Thursday, November 20, 2008

Another day in limbo

My day began at six this morning to get the kids ready for school. Fortunately for the children I get up somewhat happy. Nobody is allowed to say anything until I get my cup of tea in the morning . Until that time comes, I am physically aware but mentally challenged. My husband is always amazed on how I can get up out of bed and go a mile a minute. That my friends is what I call "auto pilot" . Sure, I am doing what is suppose to be done ,but in my head I am on a white beach getting a massage by one of the locals.
I help my husband too with his day. If I have time I get his gear ready to go and his shaving equipment on hand in the bathroom. He loves it when I take the time out of my schedule to make sure he gets what he needs. He works very hard for this family and spoiling him is my way of saying thank you. Sounds like a dream come true, huh? Well sorry to burst your bubble, our lives are quite normal in that there are times where we want to kill each other. Our struggles make who we are and that is the beauty of it. God did not make a mistake in putting us together. My hubby balances my weakness and boy do I have a lot of them.
We also have with us our friend's nineteen year old son with us. We have adopted him into our family and are helping him with his future endeavors. Today I was the taxi driver for his job hunting. The boy needs a job until he can join the military. I like having company at home sometimes but there is a time where a girl just needs to be alone. I am ashamed to admit my prayer time has been neglected with all the drama of everyday life going on. I need to get back on track with that.
My day today was spent cleaning the house and making dinner . The natives always come home hungry, so I like to be prepared for the stampede when it comes. Everything was going so well until my youngest decided to ignore natures calling and wet the recently cleaned carpet in her room. I was cooking dinner at the time when I heard the yell for help. By that time my left eye started to twitch and I felt my blood beginning to boil. I got her cleaned up and proceeded to steam clean the carpet again. Then I remembered I left the chicken unattended and I could smell smoke. Oh no! Luckily it turned out fine after I turned down the heat. I took the wet clothes to the laundry room to wash and I noticed my white towel I left on the floor had a yellow stain on it. I lifted that puppy up to my nose and about died. My husband's bulldog had been peeing on the towel and the door. I lost it big time and started to cuss in my native tongue. The dog knew what was up and hid behind my husband. Was it too much to ask for a peaceful night? Lucky for everybody my temper is not what it used to be. I fed everyone and went to take a very hot shower and prayed for a deflation on my emotional uproar. After I had my shower I felt so much better. I read to my children and gave them kisses. Being a full-mother and wife takes a toll on a person ,but I would not have it any other way.

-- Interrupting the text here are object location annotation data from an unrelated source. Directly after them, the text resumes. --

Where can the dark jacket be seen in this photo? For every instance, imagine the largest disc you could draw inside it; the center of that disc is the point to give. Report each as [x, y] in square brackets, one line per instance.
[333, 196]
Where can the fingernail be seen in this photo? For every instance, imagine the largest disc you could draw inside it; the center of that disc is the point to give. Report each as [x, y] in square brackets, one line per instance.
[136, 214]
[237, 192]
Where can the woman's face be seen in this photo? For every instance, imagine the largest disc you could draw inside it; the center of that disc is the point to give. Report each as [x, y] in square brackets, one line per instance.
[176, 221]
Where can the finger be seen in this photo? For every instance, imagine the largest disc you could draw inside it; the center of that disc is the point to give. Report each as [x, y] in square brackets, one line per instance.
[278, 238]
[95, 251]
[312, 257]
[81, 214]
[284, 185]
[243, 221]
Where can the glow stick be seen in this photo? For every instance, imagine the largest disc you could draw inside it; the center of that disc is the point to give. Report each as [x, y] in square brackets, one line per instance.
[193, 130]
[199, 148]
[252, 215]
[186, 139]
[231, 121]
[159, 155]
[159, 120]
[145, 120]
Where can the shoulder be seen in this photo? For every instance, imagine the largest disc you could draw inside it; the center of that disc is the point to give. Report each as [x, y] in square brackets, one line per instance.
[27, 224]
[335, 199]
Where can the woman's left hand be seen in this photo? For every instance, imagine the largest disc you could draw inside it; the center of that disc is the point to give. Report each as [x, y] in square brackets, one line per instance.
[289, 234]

Wednesday, November 19, 2008

I feel like a virgin.

Well, it is official, I am finally starting my personal blog and unfortunately I am what people call computer illiterate. So hopefully I won't go too crazy on creating the layout. I might shock myself!Hehehe.... That is why it it so good to have friends who actually know what they are doing(right Jackie). Now if you want to know how to cook than I am your girl. I am a housewife by choice and I am learning to accept that role with humility. So be prepared for my everyday normal day being a woman, wife,mother,christain, housekeeper, cook, gardener,pet owner, babysitter,actor,organizer,friend,taxi driver, hero, enemy, lover,hairdresser, entertainer, grocery shopper, and the ever so awesome taste tester of sweet things. What? I want to make sure I don't poison the family!! Just kidding, I am not a bad cook,at least I don't think so. Well if I can't laugh at myself once in awhile than why am I living. Life is too short to be wasted on being depressed. I love life! So have a wonderful day and Godbless!